Das Spezifische jeder einzelnen Eierschale kommt zum Vorschein in der Reihung, in der Differenz zur Nachbar-Vertiefung, in der jeweils unterschiedlichen Glätte und Farbigkeit. Um auch in dem Abstand voneinander etwas von der Einzigartigkeit der feinen Differenz deutlich zu machen, hat Semper kein äußerliches, metrisches Maß genommen, sondern seine eigene Elle als Spannungsbogen benutzt. Papiere entfalten sich aus einer Wand. Dies ist nur möglich, weil die Wand mit einem scharfen horizontalen und einem vertikalen Schnitt eine Verletzung erfahren hat und in diese Verletzungen behutsam Papiere eingesteckt wurden. Ein Blatt Papier ist ein ambivalentes Ding. Scheinbar besteht es bloß aus zwei Außenseiten, hat kein Inneres, nur Fläche und kein Volumen. In seiner Volumenlosigkeit macht es jeden Richtungswechsel mit und bestätigt in seinem Austritt aus der Wand diesen Befund, weil es zugleich vertikal und horizontal gerichtet ist. Sodann aber wird am Papier etwas fühlbar, das sich mit seiner stofflichen ‚Nichtigkeit’ nicht vereinbaren lässt: das Papier legt sich mit zunehmenden Abstand von der Wand eine eigene Kraft und Spannung zu. Es hält sich nicht mehr an die vorgegebene Richtung, sondern fängt an, sich zu wenden. Diese Wendung zu einer Weichheit ist mit der harten, anorganischen Wand nicht vereinbar. Die ‚Wendung’ wird nämlich zunehmend zu einer Wölbung, in der sich eine Spannung aufzubauen scheint, welche auf der organischen Faserigkeit des Papiers beruht, die trotz seiner Verletzlichkeit eine innere Widerständigkeit erzeugt.
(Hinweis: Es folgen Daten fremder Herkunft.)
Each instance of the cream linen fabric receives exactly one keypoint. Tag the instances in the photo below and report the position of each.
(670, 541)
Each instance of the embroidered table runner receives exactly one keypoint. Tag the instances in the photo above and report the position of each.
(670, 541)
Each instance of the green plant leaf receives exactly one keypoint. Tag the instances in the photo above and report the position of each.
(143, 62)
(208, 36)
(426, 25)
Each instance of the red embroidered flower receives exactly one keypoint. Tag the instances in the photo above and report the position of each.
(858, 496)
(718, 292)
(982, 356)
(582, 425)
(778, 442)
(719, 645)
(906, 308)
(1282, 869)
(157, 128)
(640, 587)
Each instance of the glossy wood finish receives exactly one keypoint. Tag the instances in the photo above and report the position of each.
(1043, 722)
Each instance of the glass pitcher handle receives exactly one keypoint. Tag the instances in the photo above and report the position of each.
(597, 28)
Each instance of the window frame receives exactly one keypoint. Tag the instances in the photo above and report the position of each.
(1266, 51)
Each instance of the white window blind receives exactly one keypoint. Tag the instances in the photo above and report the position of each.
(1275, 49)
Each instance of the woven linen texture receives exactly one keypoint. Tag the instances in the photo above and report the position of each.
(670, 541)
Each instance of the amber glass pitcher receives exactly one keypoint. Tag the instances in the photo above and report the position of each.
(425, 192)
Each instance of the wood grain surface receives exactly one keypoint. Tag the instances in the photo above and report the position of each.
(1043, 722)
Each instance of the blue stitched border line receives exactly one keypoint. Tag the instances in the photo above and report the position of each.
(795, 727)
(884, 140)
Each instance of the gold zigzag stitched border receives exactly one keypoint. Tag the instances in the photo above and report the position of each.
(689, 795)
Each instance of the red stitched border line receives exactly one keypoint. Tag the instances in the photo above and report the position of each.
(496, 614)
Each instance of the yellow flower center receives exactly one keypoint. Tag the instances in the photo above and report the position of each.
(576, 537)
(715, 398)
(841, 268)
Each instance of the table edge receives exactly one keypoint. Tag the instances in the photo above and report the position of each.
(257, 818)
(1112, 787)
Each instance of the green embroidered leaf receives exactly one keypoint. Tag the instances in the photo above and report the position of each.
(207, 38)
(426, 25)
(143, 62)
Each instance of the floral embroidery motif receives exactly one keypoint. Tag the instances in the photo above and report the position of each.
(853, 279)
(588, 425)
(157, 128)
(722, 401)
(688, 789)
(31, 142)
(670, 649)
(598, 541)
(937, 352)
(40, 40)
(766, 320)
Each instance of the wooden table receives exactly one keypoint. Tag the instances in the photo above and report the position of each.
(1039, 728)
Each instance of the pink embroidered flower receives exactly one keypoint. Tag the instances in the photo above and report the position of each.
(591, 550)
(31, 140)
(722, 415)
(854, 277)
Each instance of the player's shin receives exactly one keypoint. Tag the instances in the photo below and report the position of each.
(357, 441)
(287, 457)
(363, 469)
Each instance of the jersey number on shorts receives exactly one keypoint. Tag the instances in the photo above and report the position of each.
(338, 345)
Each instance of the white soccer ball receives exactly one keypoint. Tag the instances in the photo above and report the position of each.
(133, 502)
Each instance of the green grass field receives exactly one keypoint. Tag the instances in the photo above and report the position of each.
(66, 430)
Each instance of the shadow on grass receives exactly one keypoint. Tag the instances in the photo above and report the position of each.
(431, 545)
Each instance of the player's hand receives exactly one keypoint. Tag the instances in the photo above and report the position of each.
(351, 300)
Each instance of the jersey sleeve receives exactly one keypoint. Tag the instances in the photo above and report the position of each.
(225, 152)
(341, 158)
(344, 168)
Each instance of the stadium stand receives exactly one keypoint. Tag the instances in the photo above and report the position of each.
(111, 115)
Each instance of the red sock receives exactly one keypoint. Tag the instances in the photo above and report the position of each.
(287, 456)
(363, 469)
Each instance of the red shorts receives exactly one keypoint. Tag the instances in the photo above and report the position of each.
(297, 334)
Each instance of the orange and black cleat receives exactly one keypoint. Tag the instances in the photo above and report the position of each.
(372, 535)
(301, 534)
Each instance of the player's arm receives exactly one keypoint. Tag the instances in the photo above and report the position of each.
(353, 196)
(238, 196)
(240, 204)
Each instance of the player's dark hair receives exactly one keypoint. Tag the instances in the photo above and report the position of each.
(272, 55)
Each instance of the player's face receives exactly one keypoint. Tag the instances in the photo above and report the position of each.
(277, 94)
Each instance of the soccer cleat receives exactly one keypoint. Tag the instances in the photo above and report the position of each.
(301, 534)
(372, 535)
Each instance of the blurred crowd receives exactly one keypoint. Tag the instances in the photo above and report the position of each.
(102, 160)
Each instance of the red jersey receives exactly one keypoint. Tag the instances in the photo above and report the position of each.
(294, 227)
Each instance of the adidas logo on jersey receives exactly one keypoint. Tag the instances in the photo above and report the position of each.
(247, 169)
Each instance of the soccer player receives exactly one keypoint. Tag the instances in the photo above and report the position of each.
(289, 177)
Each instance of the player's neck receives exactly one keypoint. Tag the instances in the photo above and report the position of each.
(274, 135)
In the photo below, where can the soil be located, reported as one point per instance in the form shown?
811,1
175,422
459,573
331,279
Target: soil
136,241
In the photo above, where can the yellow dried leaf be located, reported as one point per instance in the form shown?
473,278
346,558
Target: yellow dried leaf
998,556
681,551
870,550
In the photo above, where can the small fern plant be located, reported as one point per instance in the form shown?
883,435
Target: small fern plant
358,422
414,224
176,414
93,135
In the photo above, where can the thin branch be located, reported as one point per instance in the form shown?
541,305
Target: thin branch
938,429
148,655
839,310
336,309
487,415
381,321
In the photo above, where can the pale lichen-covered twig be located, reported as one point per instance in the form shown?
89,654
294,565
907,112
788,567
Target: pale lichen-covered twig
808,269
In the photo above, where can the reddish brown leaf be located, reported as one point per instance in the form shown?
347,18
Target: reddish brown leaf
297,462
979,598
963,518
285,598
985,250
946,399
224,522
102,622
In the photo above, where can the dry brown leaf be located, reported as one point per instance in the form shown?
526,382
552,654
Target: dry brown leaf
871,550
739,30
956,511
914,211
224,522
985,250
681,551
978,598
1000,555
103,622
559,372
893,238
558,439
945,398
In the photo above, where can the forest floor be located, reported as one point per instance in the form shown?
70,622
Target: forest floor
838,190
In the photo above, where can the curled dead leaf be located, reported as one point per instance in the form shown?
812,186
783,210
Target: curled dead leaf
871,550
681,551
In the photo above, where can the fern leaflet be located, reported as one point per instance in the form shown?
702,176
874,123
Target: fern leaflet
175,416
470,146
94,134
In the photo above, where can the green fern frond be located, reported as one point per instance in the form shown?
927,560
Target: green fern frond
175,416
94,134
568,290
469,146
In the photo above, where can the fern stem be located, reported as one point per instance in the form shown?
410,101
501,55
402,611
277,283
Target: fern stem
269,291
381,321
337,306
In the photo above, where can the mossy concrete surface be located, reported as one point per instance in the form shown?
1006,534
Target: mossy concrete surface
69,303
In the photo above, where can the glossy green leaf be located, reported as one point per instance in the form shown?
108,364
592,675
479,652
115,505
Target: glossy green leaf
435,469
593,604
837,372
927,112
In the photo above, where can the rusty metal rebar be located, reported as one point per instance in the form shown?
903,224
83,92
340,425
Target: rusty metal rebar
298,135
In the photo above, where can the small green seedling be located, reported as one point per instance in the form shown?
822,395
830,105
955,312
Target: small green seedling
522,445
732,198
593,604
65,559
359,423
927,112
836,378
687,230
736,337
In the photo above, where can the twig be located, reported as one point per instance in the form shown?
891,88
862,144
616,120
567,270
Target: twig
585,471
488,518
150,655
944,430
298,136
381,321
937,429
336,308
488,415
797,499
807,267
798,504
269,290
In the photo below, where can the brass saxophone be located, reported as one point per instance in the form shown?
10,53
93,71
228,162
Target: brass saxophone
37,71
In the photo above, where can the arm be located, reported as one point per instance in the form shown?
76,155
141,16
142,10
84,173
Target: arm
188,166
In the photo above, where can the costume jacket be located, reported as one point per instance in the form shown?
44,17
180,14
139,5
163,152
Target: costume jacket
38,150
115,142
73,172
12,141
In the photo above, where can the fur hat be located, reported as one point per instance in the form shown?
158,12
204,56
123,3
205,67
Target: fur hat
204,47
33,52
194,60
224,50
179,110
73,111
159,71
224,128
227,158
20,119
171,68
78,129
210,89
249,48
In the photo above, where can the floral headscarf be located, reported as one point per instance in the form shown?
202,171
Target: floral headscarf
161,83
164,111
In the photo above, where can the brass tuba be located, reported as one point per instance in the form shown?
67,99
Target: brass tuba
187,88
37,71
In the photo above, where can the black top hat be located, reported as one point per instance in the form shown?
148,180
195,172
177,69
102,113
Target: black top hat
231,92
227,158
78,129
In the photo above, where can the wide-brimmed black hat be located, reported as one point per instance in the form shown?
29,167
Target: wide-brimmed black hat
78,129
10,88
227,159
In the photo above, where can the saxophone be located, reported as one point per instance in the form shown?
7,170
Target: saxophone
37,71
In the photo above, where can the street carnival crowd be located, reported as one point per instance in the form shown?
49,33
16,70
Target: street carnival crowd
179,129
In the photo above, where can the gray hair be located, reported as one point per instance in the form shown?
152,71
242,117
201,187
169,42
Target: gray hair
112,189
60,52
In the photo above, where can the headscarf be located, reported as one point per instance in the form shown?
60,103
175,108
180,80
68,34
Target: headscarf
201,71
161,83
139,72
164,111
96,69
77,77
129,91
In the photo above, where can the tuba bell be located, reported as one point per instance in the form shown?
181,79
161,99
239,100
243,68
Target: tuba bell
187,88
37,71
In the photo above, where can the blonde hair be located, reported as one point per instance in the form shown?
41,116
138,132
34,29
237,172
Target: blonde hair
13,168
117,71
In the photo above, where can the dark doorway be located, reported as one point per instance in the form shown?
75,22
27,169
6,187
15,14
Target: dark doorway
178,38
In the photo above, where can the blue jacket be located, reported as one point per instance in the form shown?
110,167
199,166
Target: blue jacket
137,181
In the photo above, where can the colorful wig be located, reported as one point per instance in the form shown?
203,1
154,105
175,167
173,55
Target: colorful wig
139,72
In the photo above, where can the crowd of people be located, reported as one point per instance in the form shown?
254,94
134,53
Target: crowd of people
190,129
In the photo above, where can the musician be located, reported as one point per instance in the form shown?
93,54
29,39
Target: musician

Die Wölbung ist einem Segel vergleichbar, das sich bläht, – nur fehlt hier der Wind. Stattdessen scheinen diese Segel etwas anderes einzufangen, welches weniger greifbar ist als der Wind: Licht. Sie absorbieren einen Teil davon und hinterlassen an der Wand einen sanften Schatten. Wäre das Papier nicht dort, würde die Wand das Licht bloß an sich entlang gleiten und immer schwächer werden lassen. Die unterschiedlichen Wölbungen und der Schwung zum oder gegen das Licht und der Kontrast zum Schnitt in der Wand zeigen die innere organische Spannung des Papiers an, trotz seiner Dünne und Gleichförmigkeit, welche dem Papier seine Aufzeichnungsfähigkeit für das Schreiben und seine Stapelbarkeit verleiht.
Semper lässt diese Wölbung aber nicht einfach für sich als isoliertes Phänomen stehen, sondern setzt es zu anderen Wölbungen der anderen Papiere in Beziehung und schafft damit einen Zuwendungsgestus des Einhüllens oder Einklammerns oder auch des Anschmiegens. So werden von der anorganischen Wand auf einmal organische Gesten ausgesendet.